Classic French sauce

Suprême sauce (/fr/) is a classic and popular "daughter sauce" of French cuisine. It consists of velouté, a "mother sauce", thickened with cream and strained.

==Recipes==
According the Larousse Gastronomique, a seminal work of French haute cuisine, first published in 1938, suprême sauce is made from the mother sauce velouté (white stock thickened with a white roux—in the case of suprême sauce, chicken stock is usually preferred), reduced with heavy cream or crème fraîche, and then strained through a fine sieve.

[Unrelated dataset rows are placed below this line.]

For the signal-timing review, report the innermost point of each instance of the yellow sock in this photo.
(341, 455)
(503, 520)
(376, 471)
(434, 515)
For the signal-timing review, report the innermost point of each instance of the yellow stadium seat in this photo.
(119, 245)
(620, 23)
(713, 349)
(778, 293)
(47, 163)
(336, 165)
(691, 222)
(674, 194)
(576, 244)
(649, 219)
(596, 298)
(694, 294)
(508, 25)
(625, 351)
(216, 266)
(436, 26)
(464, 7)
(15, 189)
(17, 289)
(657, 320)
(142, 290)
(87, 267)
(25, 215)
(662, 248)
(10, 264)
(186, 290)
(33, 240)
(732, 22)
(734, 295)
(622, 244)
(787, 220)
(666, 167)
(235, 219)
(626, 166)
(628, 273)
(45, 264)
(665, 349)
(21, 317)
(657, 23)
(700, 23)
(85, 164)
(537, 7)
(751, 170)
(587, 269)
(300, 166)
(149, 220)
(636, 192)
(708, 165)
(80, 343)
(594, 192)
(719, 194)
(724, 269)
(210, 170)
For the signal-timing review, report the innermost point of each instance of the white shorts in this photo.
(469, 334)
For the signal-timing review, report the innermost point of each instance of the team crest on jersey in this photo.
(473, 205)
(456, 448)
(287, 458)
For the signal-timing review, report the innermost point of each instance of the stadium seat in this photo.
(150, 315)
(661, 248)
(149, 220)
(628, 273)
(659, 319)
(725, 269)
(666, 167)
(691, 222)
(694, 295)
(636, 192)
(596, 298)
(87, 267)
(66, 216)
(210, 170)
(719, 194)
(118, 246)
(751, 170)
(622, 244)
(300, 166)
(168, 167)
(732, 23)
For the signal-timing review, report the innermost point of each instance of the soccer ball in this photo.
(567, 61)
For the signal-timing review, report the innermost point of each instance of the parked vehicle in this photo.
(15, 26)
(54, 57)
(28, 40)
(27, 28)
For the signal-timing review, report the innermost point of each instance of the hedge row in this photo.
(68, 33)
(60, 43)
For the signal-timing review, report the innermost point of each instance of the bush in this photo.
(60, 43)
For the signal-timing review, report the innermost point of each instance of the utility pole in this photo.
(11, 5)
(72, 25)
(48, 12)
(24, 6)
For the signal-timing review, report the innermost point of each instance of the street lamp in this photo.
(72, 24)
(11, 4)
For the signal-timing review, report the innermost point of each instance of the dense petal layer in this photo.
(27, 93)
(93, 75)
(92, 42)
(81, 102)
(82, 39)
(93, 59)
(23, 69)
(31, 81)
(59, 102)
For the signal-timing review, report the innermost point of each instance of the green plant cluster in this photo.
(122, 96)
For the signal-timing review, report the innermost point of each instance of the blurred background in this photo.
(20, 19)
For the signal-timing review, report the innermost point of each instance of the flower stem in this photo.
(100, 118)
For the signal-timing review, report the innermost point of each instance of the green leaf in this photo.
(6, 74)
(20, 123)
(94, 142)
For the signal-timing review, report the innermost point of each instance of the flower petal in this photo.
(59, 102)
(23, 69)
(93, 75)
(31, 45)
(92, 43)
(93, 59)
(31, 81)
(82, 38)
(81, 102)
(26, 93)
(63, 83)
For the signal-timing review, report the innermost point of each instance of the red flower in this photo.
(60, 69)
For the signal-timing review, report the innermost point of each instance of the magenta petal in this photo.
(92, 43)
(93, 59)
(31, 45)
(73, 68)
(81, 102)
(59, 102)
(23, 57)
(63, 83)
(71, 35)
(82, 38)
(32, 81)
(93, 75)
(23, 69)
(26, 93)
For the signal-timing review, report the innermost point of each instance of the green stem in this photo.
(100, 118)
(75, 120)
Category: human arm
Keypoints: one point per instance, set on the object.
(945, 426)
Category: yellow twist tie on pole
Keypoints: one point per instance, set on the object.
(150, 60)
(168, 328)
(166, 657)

A light squeeze of lemon juice is commonly added. In many cases, chefs also choose to add finely chopped and lightly sautéed mushrooms to the dish, although this was not specifically mentioned in Larousse Gastronomique or by Auguste Escoffier, the "Emperor of the World's Kitchens", who was an arbiter of classic French cuisine.

The Cook's Decameron suggests the following recipe: the sauce is made by placing three-quarters of a pint (350ml) of white sauce into a saucepan, and when it is nearly boiling, adding half a cup (120 ml) of concentrated fowl stock. It should then be reduced until the sauce is quite thick, passed through a chinois strainer into a bain-marie and have added two tablespoons (30 ml) of cream.